As of September 2014, all 178 CITES member countries will need to control trade and implement other CITES trade rules for these and several heavily traded shark species to ensure that international trade is not a threat to their survival.
“The listing of oceanic and reef manta rays on CITES last year was a great first step towards mitigating the threat to these magnificent animals from overfishing,” said Dr. Stuart Campbell, Director of the Wildlife Conservation Society’s Indonesian Marine Conservation and Fisheries Program. “But far more needs to be done, particularly at the country level, to reduce this fishing pressure.”
Among the world’s largest fishes, manta rays have ‘wingspans’ that can exceed seven metres. They also have one of the highest brain-to-body ratios of all living fishes. They can reach the age of 20 to 30 years old, they mature late, and they give birth to generally a single pup every two years after a gestation period of one year.
Manta rays are among the least productive of fishes and, thus, exceptionally vulnerable to overfishing. International market demand for these fishes’ gill rakers (minute, finger-like structures that enable rays to filter zooplankton from water), which are traded for use in an increasingly popular Asian health tonic, has driven dramatic increases in largely unregulated fisheries for manta rays, and depleted their numbers at numerous sites. Both species are classified as ‘vulnerable’ according to the IUCN Red List of Threatened Species.

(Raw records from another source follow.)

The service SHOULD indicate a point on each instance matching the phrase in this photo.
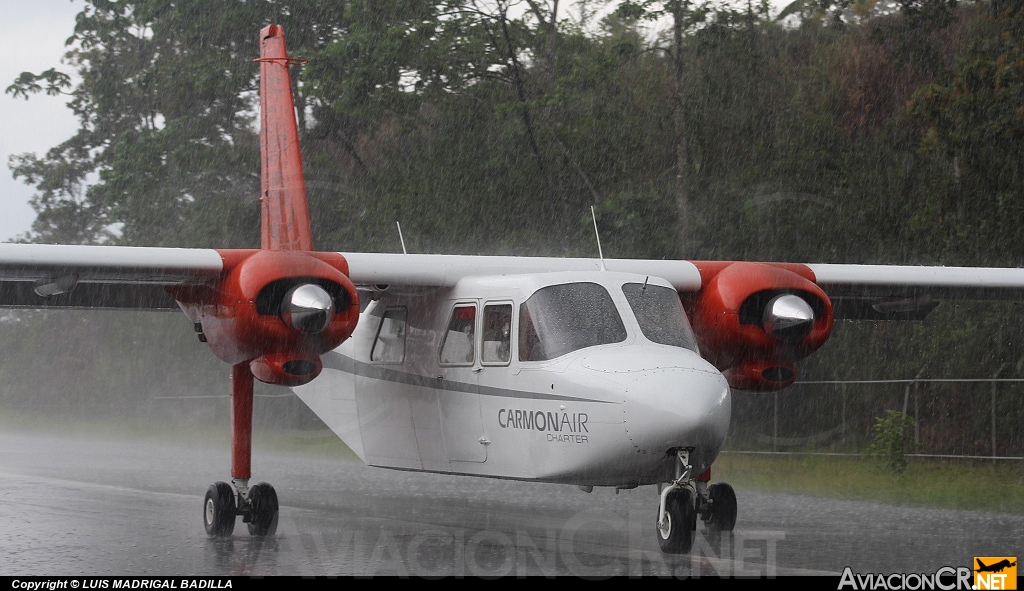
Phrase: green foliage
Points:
(893, 437)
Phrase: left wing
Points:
(100, 277)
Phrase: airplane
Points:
(590, 372)
(995, 567)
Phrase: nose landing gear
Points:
(257, 505)
(684, 499)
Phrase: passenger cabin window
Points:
(390, 344)
(660, 314)
(561, 319)
(459, 347)
(497, 334)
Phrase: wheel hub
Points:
(665, 525)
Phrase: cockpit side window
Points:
(659, 314)
(497, 334)
(561, 319)
(459, 347)
(390, 344)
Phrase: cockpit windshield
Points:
(561, 319)
(660, 314)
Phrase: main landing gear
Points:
(686, 498)
(257, 505)
(258, 508)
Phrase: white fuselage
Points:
(608, 414)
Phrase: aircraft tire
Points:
(218, 510)
(263, 510)
(677, 535)
(723, 511)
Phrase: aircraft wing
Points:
(34, 276)
(901, 292)
(111, 277)
(369, 269)
(858, 291)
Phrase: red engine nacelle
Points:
(754, 321)
(252, 313)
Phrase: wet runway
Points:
(87, 505)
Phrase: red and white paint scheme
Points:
(596, 373)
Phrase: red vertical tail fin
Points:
(286, 215)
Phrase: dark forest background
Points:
(858, 132)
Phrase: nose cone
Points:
(307, 308)
(674, 399)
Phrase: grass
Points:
(963, 484)
(290, 441)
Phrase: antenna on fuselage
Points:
(401, 240)
(598, 237)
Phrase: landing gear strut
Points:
(257, 505)
(684, 499)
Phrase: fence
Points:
(953, 418)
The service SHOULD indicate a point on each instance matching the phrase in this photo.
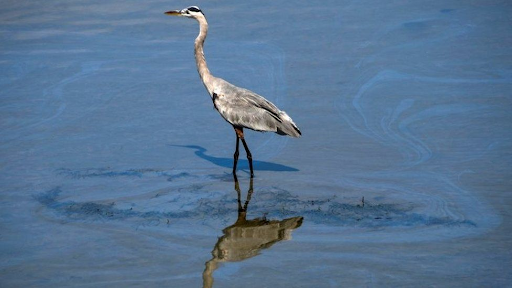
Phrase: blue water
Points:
(116, 169)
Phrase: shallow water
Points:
(115, 169)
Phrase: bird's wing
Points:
(244, 108)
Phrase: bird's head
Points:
(190, 12)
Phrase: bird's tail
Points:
(287, 126)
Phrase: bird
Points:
(240, 107)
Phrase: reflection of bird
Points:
(246, 238)
(240, 107)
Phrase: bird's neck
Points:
(202, 68)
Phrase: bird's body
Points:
(240, 107)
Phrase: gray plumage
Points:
(240, 107)
(244, 108)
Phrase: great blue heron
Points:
(238, 106)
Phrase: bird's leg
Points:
(249, 156)
(235, 156)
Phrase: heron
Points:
(240, 107)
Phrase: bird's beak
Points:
(173, 13)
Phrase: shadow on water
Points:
(242, 164)
(246, 238)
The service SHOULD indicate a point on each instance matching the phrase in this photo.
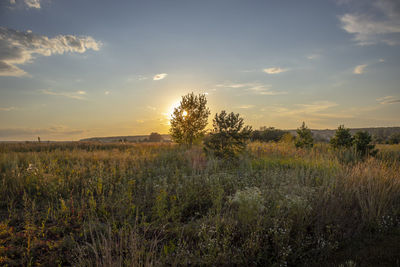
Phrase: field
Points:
(92, 204)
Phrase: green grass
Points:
(92, 204)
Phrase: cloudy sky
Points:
(74, 69)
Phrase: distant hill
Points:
(129, 138)
(379, 133)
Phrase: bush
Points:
(304, 137)
(229, 136)
(267, 134)
(189, 119)
(342, 138)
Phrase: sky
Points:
(84, 68)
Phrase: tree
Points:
(362, 143)
(189, 119)
(342, 138)
(229, 135)
(155, 137)
(304, 137)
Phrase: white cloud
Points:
(388, 100)
(359, 69)
(79, 95)
(160, 76)
(19, 48)
(313, 56)
(274, 70)
(253, 88)
(246, 106)
(378, 22)
(8, 109)
(232, 85)
(32, 3)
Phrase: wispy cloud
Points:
(274, 70)
(27, 3)
(32, 3)
(360, 69)
(253, 88)
(388, 100)
(246, 106)
(378, 21)
(79, 95)
(160, 76)
(8, 109)
(18, 48)
(232, 85)
(316, 109)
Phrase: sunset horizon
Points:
(107, 70)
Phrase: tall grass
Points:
(95, 204)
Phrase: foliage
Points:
(96, 204)
(362, 143)
(189, 119)
(394, 138)
(155, 137)
(229, 136)
(267, 134)
(342, 138)
(304, 137)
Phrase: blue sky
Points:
(75, 69)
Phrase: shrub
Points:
(229, 136)
(342, 138)
(304, 137)
(189, 119)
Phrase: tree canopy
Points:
(229, 135)
(189, 119)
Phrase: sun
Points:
(171, 109)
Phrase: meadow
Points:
(93, 204)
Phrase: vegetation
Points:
(92, 204)
(304, 137)
(342, 138)
(155, 137)
(362, 143)
(267, 134)
(189, 119)
(394, 139)
(229, 137)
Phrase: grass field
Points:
(89, 204)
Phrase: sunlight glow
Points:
(170, 111)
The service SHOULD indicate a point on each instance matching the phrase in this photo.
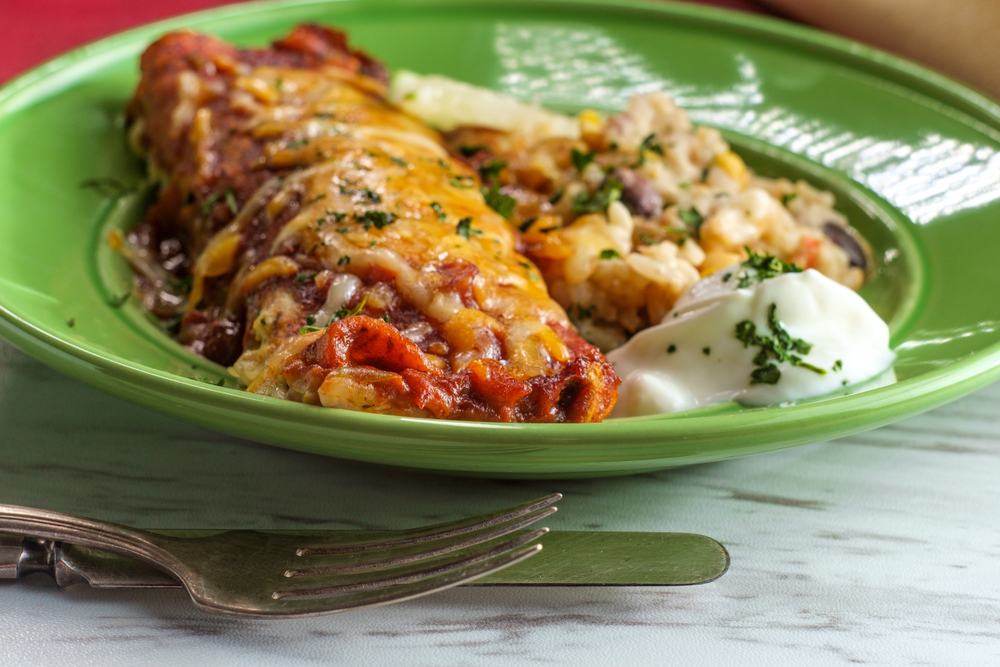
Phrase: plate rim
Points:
(118, 375)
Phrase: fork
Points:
(268, 574)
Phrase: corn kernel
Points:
(732, 164)
(592, 128)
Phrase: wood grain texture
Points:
(881, 548)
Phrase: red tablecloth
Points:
(32, 31)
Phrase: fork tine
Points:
(442, 530)
(455, 570)
(464, 540)
(299, 607)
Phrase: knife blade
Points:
(568, 558)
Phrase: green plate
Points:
(913, 158)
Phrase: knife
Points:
(568, 558)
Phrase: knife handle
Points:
(21, 556)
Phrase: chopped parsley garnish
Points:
(581, 160)
(692, 217)
(648, 144)
(491, 169)
(763, 267)
(464, 228)
(499, 202)
(436, 207)
(377, 219)
(470, 150)
(778, 347)
(600, 200)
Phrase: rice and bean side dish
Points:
(316, 233)
(624, 218)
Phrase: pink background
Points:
(32, 31)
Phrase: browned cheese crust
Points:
(325, 246)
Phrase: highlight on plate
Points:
(433, 249)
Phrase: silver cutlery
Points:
(272, 574)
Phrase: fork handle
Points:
(50, 526)
(69, 564)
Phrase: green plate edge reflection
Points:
(506, 450)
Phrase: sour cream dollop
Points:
(695, 358)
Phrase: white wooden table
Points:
(881, 549)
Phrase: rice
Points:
(624, 218)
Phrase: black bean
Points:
(638, 193)
(847, 242)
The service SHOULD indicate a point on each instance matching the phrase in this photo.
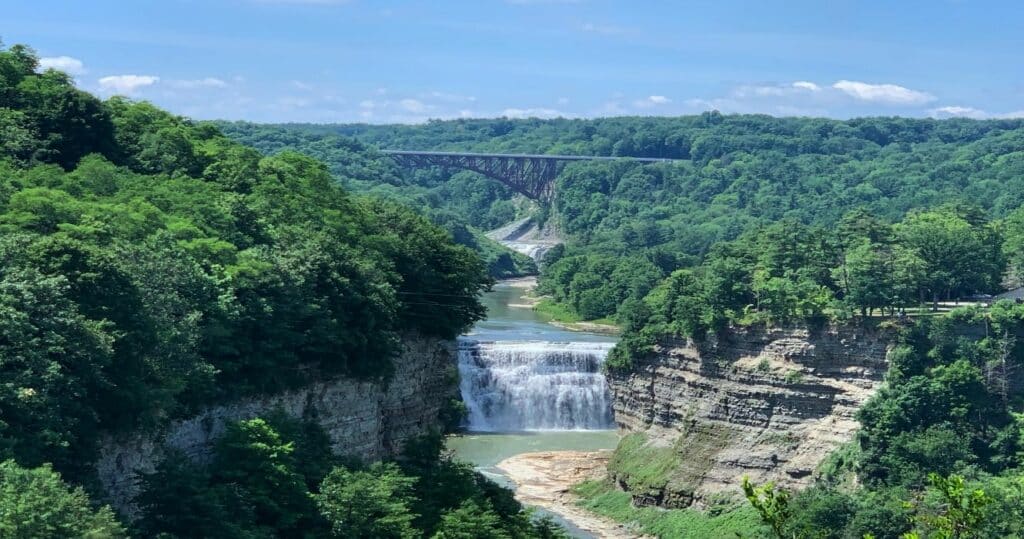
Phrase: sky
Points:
(407, 61)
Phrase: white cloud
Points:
(413, 106)
(804, 85)
(66, 64)
(451, 97)
(776, 90)
(208, 82)
(534, 113)
(883, 93)
(291, 101)
(956, 112)
(651, 100)
(126, 84)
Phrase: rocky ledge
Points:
(770, 404)
(364, 419)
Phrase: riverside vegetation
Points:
(786, 221)
(150, 266)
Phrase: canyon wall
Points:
(770, 404)
(363, 418)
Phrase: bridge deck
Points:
(524, 156)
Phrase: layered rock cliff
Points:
(770, 404)
(365, 419)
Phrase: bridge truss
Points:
(530, 175)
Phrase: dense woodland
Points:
(150, 265)
(463, 203)
(785, 221)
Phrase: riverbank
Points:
(545, 480)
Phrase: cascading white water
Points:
(513, 385)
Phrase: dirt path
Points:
(544, 479)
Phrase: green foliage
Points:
(148, 265)
(471, 521)
(738, 175)
(34, 502)
(961, 509)
(644, 467)
(258, 463)
(603, 498)
(772, 505)
(368, 504)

Although mantas have been commercially fished in Indonesia, they are far more important economically in the country’s dive tourism industry. Recent reviews of the tourism value of manta rays have provided irrefutable evidence that these animals are worth far more alive than dead, with a single animal estimated to generate from $100,000 to as much as $1.9 million in dive tourism revenue over its lifetime, as compared with as little as $200 paid for a dead manta at a fish landing site.